Ledwo kilka godzin temu marzył, aby wyrwać się z okowów grawitacji planety, zerknąć na nieosłonięte atmosferą nagie gwiazdy. W tej chwili czuł się bardziej samotny niż misjonarz w amazońskiej dżungli, żeglarz w rejsie dookoła świata, a nawet górnik na księżycu Urana. Nie miał dostępu do żadnego serwisu internetowego, nie mógł wybrać połączenia z żadną osobą. Przed wystrzeleniem go w kosmos kapsułę ratunkową zdewastowano, pozbawiając możliwości komunikacji. Stracił szansę bycia mądrym mądrością innych i chociaż czasami Internet czynił z niego głupca, to w większości przypadków pozwalał poszerzyć granice wiedzy.
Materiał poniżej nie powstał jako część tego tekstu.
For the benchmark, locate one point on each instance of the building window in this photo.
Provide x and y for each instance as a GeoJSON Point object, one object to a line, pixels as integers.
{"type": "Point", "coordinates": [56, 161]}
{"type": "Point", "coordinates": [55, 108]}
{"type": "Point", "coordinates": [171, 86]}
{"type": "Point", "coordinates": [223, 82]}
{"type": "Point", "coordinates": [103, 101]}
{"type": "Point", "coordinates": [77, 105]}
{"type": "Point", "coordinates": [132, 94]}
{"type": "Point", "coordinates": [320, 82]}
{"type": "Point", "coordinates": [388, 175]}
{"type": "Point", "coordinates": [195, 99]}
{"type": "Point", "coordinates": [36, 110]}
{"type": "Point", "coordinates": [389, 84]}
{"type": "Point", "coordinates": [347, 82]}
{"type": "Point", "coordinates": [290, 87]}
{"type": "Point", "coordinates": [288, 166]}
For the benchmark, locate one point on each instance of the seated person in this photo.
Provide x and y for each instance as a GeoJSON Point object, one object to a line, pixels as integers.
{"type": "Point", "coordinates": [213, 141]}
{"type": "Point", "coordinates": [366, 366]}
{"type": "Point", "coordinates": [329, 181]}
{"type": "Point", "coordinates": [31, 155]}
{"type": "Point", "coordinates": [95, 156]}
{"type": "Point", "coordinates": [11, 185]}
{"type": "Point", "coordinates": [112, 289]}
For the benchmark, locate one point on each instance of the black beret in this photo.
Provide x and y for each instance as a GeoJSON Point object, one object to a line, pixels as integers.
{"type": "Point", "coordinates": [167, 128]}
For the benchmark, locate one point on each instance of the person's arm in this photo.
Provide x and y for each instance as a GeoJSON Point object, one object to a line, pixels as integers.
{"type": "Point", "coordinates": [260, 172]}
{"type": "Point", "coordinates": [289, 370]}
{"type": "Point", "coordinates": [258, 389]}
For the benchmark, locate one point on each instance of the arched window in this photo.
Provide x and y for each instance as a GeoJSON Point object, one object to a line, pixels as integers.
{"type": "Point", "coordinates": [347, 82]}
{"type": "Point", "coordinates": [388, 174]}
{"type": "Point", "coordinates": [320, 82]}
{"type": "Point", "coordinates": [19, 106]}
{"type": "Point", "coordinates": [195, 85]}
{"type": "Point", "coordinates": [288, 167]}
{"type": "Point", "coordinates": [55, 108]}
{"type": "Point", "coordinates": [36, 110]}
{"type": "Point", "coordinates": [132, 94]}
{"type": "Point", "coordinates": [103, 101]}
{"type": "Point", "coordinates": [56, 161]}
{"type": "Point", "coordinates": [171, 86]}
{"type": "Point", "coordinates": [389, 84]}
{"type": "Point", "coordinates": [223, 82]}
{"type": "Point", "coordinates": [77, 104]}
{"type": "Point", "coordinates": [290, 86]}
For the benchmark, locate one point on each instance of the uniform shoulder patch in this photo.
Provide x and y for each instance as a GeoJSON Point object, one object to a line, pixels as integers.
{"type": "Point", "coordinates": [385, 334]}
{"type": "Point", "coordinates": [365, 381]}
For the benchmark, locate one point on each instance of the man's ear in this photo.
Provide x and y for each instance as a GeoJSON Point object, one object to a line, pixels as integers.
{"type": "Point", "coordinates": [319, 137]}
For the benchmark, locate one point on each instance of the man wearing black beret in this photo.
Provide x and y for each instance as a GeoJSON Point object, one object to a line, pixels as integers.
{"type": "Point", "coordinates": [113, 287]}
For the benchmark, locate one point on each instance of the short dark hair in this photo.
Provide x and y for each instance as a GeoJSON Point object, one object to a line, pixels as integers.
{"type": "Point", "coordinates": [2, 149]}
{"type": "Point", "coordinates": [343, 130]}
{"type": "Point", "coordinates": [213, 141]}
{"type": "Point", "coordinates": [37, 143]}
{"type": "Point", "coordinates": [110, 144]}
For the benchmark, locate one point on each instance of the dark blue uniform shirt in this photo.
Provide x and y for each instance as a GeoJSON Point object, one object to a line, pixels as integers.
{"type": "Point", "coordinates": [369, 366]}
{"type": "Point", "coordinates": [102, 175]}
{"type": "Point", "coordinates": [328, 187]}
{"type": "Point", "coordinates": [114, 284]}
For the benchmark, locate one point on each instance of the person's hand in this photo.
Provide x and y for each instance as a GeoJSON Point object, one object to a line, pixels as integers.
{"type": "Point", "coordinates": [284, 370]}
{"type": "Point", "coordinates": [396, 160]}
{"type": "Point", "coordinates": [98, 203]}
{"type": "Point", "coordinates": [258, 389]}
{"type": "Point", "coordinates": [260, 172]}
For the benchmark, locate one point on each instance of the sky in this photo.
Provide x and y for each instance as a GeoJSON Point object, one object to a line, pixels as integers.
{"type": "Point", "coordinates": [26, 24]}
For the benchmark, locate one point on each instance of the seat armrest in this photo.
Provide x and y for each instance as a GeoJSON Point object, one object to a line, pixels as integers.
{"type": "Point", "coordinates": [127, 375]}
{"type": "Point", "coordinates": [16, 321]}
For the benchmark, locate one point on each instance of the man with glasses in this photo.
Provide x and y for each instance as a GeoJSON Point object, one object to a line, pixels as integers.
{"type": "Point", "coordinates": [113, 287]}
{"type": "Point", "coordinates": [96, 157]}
Na szczęście niektóre fakty miał wryte w pamięć.
Spadał w kapsule ratunkowej, obserwując na monitorach zarówno miejsce, z którego go wystrzelono, jak i teren, gdzie się rozbije. Chyba jedynie cynizm oprawców sprawił, że pozostawiono mu sprawne kamery, aby mógł oglądać postęp upadku. Ale to jeszcze potrwa; spadał z wysokości 37 tysięcy kilometrów – z orbity geostacjonarnej stacji Top Level – najwyższego poziomu kosmicznej windy. To nie 39 kilometrów Felixa Baumgartnera czy 41 kilometrów Alana Eustace’a i kilka minut swobodnego spadania. Jego czekała długa – liczona w godzinach – droga do domu. Spadając z ich prędkością, na chwilę rozbicia się na kamiennym bruku czekałby ponad dobę. Jednak użyto działa magnetycznego i kapsuła została wystrzelona z szybkością kilka razy przekraczającą prędkość dźwięku. A to i tak ponad dziewięć godzin upadku, co beznamiętnie odliczał zegar.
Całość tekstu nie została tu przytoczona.